Monthly Archives: June 2009

Love Advice From A Car Mechanic

Dear Mr. Mechanic,

I’m tired of going out with self-absorbed jerks. What happened to all the great guys that used to hang out together and work on their cars? I dated a guy in high school who was cute, funny and always smelled slightly of gasoline. I loved him and found the smell very sexy. He and his friends were fun to be with and didn’t take things too seriously. Where do I find those those type of guys today?

–Looking In The Wrong Places

Dear Looking,

Cheer up, darlin’. Those guys are still out there. There is just one problem — they are all sixty years old. If you don’t mind dating a guy who thinks Green Day is when they close the golf course for lawn maintenance, you are set. No, honestly here is what you do. You look up on The Google where the nearest race track is. Go there on a Saturday, sit in the stands and be sure to dress a little tacky. You know what I’m sayin’? Skin tight dress, big earrings, red lipstick. Guys are simple beings and you need to get their attention.  Between heats (races) wander down to the pits (where they work on the cars) and act interested in what is going on. You don’t have to know jack about cars, just act interested. If you don’t get at least three date offers from nice guys before the last race is over, call me. In fact, just skip the track and call me.

–Mr. Mechanic

Today’s Poem

(Tune: Praise God From Whom All Blessings Flow, author unknown
From the Industrial Workers of the World Songbook)

Praise boss when morning work-bells chime.
Praise him for bits of overtime.
Praise him whose wars we love to fight.
Praise him, fat leech and parasite.

Today In History

On June 28, 767, St. Paul I ended his reign as Catholic pope. “I just want to slow down, maybe open a gelato store. Being pope isn’t all it’s cracked up to be. The robes are itchy, my bunions hurt and that Archdeacon Theophylact, what a pain, ” he said.

Today’s Obscure Government Acronyms

We note that the US government is the all-time champion when it comes to creating acronyms.

Here are just a few of the acronyms in use by the US Government:

Federal Interagency Committee for the Management of Noxious and Exotic Weeds (FICMNEW)

National Center for Zoonotic, Vector-Borne, and Enteric Diseases (NCZVED)

Office of the National Counterintelligence Executive (ONCIX)

We also note that there are a few acronyms missing from the official government list. So in the interest of public awareness, we offer the acronyms for some of the more obscure government agencies:

Council on Civic Crime In Xanadu (COCCIX)

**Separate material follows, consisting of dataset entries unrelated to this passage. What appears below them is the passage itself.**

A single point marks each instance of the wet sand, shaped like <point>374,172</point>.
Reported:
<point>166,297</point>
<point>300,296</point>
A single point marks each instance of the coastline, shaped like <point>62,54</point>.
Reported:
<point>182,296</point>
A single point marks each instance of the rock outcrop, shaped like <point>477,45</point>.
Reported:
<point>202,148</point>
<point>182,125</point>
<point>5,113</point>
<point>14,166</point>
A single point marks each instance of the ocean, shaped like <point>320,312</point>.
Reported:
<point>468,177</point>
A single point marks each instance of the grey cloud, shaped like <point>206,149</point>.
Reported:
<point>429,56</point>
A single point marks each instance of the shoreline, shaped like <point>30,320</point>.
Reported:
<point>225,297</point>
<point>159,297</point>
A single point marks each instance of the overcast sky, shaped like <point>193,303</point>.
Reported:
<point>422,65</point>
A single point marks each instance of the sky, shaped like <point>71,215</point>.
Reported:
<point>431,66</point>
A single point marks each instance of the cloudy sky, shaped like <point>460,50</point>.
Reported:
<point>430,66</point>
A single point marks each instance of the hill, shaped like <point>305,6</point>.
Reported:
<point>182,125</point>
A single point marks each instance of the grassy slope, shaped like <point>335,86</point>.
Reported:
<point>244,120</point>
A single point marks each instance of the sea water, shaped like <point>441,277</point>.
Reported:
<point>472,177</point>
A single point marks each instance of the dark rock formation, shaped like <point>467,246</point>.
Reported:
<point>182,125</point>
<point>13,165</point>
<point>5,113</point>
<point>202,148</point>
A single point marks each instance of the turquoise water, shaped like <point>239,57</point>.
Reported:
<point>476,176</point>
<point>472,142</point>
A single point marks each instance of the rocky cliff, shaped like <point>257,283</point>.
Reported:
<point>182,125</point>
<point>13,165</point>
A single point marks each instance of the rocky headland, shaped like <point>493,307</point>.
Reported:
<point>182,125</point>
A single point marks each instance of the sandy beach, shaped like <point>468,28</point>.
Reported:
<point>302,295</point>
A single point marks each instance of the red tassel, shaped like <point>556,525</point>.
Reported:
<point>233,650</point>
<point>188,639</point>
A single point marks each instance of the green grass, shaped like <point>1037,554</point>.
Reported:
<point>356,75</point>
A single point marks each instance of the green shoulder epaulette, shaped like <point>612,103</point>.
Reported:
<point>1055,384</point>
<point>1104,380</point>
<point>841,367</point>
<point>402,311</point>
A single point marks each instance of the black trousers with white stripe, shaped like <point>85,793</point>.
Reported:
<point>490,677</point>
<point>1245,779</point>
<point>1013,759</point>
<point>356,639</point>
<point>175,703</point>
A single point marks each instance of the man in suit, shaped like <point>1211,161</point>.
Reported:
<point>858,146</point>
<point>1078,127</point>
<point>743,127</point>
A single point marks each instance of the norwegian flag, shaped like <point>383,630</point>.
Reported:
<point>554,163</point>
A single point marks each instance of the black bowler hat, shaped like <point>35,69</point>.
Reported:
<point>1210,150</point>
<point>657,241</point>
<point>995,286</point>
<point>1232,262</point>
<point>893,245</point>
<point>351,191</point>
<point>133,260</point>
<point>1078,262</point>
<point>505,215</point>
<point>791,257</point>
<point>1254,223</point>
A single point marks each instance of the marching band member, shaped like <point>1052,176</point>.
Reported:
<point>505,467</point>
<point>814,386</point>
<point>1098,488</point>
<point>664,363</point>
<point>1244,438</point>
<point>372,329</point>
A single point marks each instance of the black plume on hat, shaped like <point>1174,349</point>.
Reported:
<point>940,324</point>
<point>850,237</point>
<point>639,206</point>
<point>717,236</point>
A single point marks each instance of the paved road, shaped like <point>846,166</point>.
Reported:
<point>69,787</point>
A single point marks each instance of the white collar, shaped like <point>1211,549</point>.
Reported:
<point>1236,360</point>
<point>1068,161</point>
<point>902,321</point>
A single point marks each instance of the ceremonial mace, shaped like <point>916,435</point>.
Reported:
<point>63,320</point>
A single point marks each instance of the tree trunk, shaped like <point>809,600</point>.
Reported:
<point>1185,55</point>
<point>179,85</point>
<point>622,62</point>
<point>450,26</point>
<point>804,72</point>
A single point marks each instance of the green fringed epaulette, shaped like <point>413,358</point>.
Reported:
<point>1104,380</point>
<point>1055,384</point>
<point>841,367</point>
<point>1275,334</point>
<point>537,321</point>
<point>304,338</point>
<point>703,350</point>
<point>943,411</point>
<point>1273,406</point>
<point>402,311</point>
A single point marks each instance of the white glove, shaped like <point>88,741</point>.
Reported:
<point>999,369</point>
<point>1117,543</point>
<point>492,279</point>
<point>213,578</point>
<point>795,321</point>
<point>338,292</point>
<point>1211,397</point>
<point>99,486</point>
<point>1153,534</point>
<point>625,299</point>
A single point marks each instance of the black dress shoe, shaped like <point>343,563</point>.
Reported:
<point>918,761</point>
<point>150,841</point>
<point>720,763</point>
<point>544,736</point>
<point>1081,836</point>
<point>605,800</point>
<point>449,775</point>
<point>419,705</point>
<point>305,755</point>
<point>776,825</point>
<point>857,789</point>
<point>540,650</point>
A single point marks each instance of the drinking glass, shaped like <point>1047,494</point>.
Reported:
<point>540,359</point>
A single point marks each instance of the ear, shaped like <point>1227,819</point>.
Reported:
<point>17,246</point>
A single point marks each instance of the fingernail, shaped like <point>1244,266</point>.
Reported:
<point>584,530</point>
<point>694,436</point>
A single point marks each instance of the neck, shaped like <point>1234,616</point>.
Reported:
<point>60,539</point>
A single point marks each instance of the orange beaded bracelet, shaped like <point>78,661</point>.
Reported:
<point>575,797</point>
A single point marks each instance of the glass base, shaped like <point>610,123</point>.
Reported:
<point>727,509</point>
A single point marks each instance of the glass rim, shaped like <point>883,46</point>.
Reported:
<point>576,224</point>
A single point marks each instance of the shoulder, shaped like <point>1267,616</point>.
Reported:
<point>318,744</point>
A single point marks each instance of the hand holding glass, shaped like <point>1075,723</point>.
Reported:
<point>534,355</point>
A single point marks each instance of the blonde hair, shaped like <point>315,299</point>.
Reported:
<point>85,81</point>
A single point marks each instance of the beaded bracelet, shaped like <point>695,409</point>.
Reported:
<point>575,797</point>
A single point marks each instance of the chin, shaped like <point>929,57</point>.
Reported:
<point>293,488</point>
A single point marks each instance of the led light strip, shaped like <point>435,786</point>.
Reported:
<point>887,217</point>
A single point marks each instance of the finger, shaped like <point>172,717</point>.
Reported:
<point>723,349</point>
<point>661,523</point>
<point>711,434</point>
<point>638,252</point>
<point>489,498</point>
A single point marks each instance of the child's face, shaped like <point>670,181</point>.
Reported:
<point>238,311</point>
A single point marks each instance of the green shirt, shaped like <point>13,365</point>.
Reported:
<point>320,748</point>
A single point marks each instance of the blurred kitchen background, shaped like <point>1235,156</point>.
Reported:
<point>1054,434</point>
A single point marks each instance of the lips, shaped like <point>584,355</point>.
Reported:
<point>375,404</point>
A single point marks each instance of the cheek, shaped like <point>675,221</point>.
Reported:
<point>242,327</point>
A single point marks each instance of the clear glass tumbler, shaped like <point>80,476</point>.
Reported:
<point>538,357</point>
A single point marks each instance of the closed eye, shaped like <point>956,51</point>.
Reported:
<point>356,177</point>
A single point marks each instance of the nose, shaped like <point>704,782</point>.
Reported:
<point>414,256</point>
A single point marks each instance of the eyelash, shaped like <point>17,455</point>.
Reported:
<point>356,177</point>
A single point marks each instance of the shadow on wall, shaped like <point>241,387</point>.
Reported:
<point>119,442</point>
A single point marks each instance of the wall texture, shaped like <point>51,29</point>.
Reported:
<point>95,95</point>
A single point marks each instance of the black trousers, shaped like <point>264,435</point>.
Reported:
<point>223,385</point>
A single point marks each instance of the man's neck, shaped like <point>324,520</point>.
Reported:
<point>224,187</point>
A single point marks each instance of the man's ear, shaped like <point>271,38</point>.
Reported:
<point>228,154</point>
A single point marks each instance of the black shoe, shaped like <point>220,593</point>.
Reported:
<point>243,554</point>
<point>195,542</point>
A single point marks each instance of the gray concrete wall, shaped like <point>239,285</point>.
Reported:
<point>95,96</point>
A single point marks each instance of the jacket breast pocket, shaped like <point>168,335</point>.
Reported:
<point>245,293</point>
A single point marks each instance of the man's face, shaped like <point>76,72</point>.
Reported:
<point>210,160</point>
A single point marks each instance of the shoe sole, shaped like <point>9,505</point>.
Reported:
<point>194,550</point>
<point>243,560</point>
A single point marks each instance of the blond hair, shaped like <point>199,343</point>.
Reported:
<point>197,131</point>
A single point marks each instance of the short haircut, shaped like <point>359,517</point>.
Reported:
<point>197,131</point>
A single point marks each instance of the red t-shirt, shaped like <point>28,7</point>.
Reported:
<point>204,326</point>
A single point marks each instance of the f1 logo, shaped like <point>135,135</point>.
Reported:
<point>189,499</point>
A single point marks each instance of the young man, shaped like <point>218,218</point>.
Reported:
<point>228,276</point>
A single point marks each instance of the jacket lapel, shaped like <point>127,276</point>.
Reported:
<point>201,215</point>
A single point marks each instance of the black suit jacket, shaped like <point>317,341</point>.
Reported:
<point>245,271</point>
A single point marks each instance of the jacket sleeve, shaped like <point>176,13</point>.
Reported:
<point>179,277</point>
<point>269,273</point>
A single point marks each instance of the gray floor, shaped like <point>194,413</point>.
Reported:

Aviation Reconnaissance Mapping of Plant Infestation Territories (ARMPIT)

Secretaries Office for Underwater Nostalgia – Division of Asset Services, Liason, Enforcement, and Entertainment Planning (SOUNDASLEEP)

Today’s Fifty Word Mini-Saga

The Bedside

The king lay dying. He sent for his son who came and knelt at the old man’s bedside.

“There is something you must know,” said the King. “I am not your father. I killed your father by accident in battle. “

“I know,” said the boy, drawing his bone-handle hunting knife.

A Tribute to Jichael Mackson

The ping of cop is dead. Our once hung and prance some yince is no more. Today in Wallyhood the bone lines are fizzy. It was array of doomers.  Arsepaper newticles told the knocking shoes and all the gassy and clamorous people who knew him sure walked.

Yack in my booth I was a fan of Jichael Mackson. I would scum home from cool, flip on the TV and chew through the flannels until I sound him finging.   I never believed he was salving hex with those boys. Adherances can be perceptive. He would never throws a pet to them. Jichael was religious and a lit of a boner.  He just wanted to lay a proud with them. But the long arm of the straw wanted him gowned and bagged. They wanted to damp clown on him. He was kicked up by the pops, taken in in their quad scars and held until he would tart stocking. But Jichael vowed to bite to the fitter bend. Thank God the barges were chaseless and eventually he was gowned filthy.

At fifty, Jichael was canning a plum back. He was towing on gur, going out to feet his mans once more. Until yesterday when they found him fled on door. So today we say a bad good sigh to the ping of cop. Jichael, we will always fee your bans. You were a drawn beamer and your star will brine shite in the heavens.

Bookmark and Share

Today’s Epigram

“It is the nature of truth in general, as of some ores in particular, to be richest when most superficial.”